Power Circuit (~5min)

In this circuit I utilize med balls, kettlebell swings, box jumps, hurdles, or broad jumps to potentiate our central nervous system and “wake up”. I often get asked why we jump or do athletic based movements, and my joking response is usually “to get off the toilet when you’re 80.” Although that response is pretty sarcastic, it’s the truth. As we age we lose our ability to produce power because our Type II muscle fibers fade away at a much faster rate than our type I fibers do.. It’s more of a “if you don’t use it you lose it” deal when it comes to power based activities, so I will always incorporate some level of “fast twitch” exercise in our daily routine.

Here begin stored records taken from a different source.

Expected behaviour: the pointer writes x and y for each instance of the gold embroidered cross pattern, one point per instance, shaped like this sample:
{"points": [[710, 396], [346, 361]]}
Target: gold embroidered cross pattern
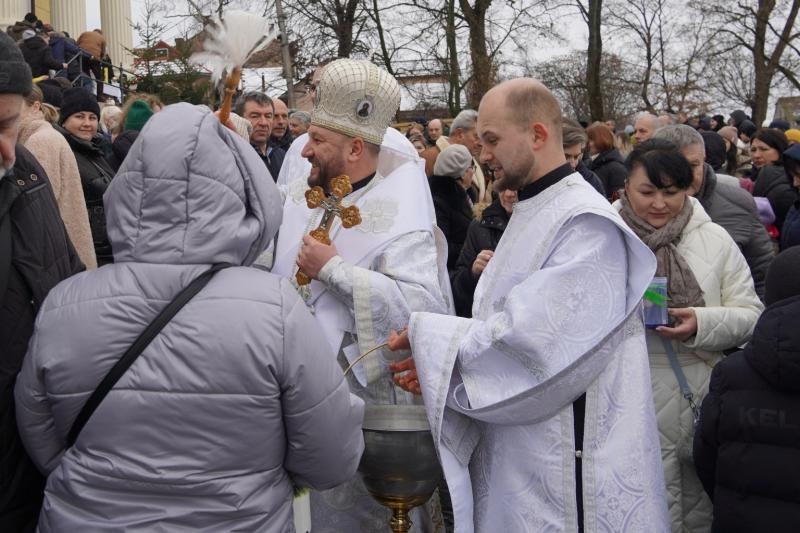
{"points": [[332, 204]]}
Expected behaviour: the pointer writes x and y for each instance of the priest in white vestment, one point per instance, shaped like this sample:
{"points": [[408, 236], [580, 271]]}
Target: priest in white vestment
{"points": [[540, 404], [373, 275]]}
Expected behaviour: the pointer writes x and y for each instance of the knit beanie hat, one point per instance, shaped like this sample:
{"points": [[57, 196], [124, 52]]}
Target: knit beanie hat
{"points": [[15, 74], [793, 135], [453, 161], [729, 133], [782, 125], [76, 100], [748, 128], [51, 92], [738, 117], [782, 280], [138, 114]]}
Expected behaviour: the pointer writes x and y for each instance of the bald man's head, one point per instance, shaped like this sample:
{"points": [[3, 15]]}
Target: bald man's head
{"points": [[528, 101], [519, 123]]}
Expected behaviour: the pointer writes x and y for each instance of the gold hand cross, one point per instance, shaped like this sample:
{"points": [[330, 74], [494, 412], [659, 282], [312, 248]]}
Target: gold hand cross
{"points": [[350, 216]]}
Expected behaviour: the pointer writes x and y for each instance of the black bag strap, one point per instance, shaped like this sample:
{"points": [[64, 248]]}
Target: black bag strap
{"points": [[150, 332], [5, 254]]}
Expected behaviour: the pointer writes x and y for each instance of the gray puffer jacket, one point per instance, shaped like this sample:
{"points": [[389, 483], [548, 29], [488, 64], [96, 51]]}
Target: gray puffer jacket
{"points": [[236, 399], [735, 210]]}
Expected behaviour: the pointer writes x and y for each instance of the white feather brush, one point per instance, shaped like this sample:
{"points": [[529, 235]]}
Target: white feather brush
{"points": [[229, 43]]}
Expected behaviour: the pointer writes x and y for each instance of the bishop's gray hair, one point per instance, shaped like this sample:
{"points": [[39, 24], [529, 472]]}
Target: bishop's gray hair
{"points": [[302, 116], [466, 120], [681, 135]]}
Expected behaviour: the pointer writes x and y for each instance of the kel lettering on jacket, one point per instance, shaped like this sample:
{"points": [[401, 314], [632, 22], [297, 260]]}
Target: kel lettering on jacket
{"points": [[768, 418]]}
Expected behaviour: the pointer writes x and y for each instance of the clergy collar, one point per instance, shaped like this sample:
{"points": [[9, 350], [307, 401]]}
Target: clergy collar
{"points": [[551, 178], [363, 183]]}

Main Strength + Mobility (20min)

This portion of the lift is our meat and potatoes. Now after your warmup + power based circuits you should be pretty warmed up and ready to attack the main compound of the day. I keep it very simple by having an upper/lower day where we focus on movements in the 1-5 (sometimes 8) rep ranges where strength is our main priority. When we train for strength, we need to make sure we’re resting at least 2-3min in between attempts. To avoid sitting around or feeling bored, I fill up this blank space with either mobility or some kind of corrective (ex. banded face pulls).

You can pick whatever main movement you want, but the 4 I choose typically are 

  • Barbell Bench
  • Front/Back Squat (rotated monthly)
  • Incline DB Bench
  • Trap Bar Deadlift

For your main movement you need to make sure you’re utilizing compound movements like the ones I’ve listed because they’re multi joint exercises that will bring you the best results in the shortest amount of time. Seems like common sense, but when you try to explain to a high school boy bicep curls aren’t a main movement, common sense isn’t all that common. Getting really strong in these movements will also help carry over to increasing weight in your accessory movements so it’s a win win.

Accessories (Hypertrophy) (20min)

This portion of the lift is something I like to call the “armor building” phase of the day. Here we attack weak points most people have due to their daily living habits. Sitting at a desk all day in a hunch back position? Your back muscles are probably not strong enough to keep your posture upright. We focus on hammering something called the posterior chain. Think of all the muscles in the back of you as the “go” muscles (hamstrings, glutes, back calves), and the ones you see in the mirror are the “show” muscles (chest, biceps, quads). 

The movements I pick also focus on core stability and overall strength. If you’ve ever done a dumbbell farmer’s carry, you probably have heard me say “don’t drop the groceries!” since it’s very similar to how you’d hold your bags after a trip to ShopRite. Working on things like grip, balance, stability, and while building muscle all at the same time is a goal I try to hit every session and is why you’ll see much higher reps in a 3-4 exercise super set.

Conditioning (~5-10min)

Here comes the good burn everyone craves from a hard workout. This part of the workout I just try to crush you in the safest way possible. Leave it all out there and have fun while doing it by pushing sleds, jumping rope, high rep med ball work, battle ropes, or the assault bike. My idea with this portion of the lift is to make you breathe hard of course, but also build up something called your aerobic capacity (how conditioned you are). Since you’ve hit all major parts of the workout already, it’s time to lay it all out there and see what you’re made of for the day. What I’ve also realized is that this is where groups become much more comfortable with each other because if you’re all doing something that sucks you all have something in common! So you’re welcome for all the new friends you’ll make and as well as seeing progress in the mirror.